We all have limits, we usually just don’t think about them as such. Or when we do think about them, it’s usually because somebody else is pushing them and it’s making us mad. But this is more about personal limits, especially with respect to the way that we run our servers in MSIT. (Important to note that MSIT is probably unlike any other environment out there, so your limits may be different, but the idea is probably the same)
On Sunday, Rey Diaz included some of the following thoughts in a conversation about Wisdom versus “right”
Do you try to come as close to breaking the law as you can, without breaking it?
Do you try to push your morals as far as allowed, without being immoral?
Do you try to move as close to disaster as you can, without actually feeling the consequences of disaster?
This evening, I was reading an article in one of my flying magazines, and Rod Machado had an article where he talks about one of my favorite factoids in aviation:
On page 6-26 of the FAA’s Pilots’s Handbook of Aeronautical Knowledge, we find that, “Aircraft certification rules require accurace in fuel gauges only when they read empty
In fact, if you look up the actual Federal Air Regulation, it says:
FAR 23.1337 (b.1) Each fuel quantity indicator must be calibrated to read “zero” during level flight when the quantity of fuel remaining in the tank is equal to the unusable fuel supply determined under part 23.959(a)
Is there anyone around that actually wants to be flying in an airplane when it’s fuel gauges read the only accurate calibrated measurement that they have to?
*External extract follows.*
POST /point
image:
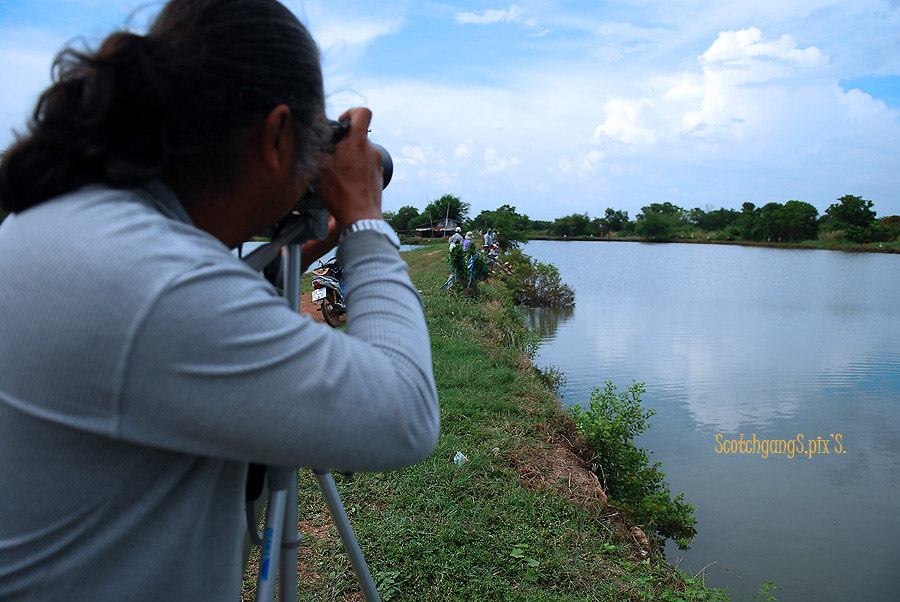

I like flying gliders, but not like that!
Ok – but this is a geek blog – so what does this have to do with anything remotely interesting to you?
Well, in MSIT, the question often comes up about what are our DC performance. Sure, you can go graph hundreds of counters and things, but see my earlier post about situational awareness and then tell me how easy it is to keep yourself aware of all that flaff.
Instead, we’ve got some personal limits when it comes to our DC performance that have worked pretty well for us over the past few years. They are:
20-40% Target sustained CPU utilization
40-50% CPU utilization and we start checking for unusual causes of load, but if this is just normal trend growth then we either bring it back down with hardware replacement, or additional servers
> 50% CPU utilization – evaluate the trends, this is indicative of a potential problem – may need to start budgeting process for new servers
> 60% CPU utilization – we consider ourselves “broken”, and we go into break/fix mode to either reduce load or increase capacity
Of course, nobody’s saying that AD is broken at 60% CPU, these our just our personal limits. After all, if I wanted to wait for AD to break before I did anything, I might as well spend my free time polishing up my resume. The idea of course, is that you want to decide when it’s broken for you, and think about what you’re going to do ahead of time – this way, you’re not thrashing around, and management isn’t surprised when you have an out of band budget request.
A few other tidbits while I’m thinking about this.
- These numbers are purely based on our experience in our environment. We know that when we run over 75-80% CPU, we’re running very hot and some sensitive applications can be impacted by latency. We also know that our standard operating procedure is to have 3-5 DC’s offline at any given time. We have to account for the fact that when servers are offline (dogfooding, debugging, etc…) we need the headroom for the load on the other boxes.
- We consider “sustained utilization” to be averages over 15 minutes, across all DC’s, but we’re also applying the human element to the data. We’re looking for the trends, not the spikes…we know that spikes happen…
- In a perfect world, you’d at least know where the load came from. More often than not, there isn’t a single smoking gun, it’s just increased utilization as other systems in the environment are leveraging AD. At the moment, I can only think of one time when we could trace the increased utilization back to a single project, and that was our IPSEC deployment – of course, we couldn’t roll that back anyway, we still had to increase capacity – so it’s not like it really mattered, but it was nice to know what caused a 20%+ jump across the board.
Personal limits, a good thing to bring to work with you.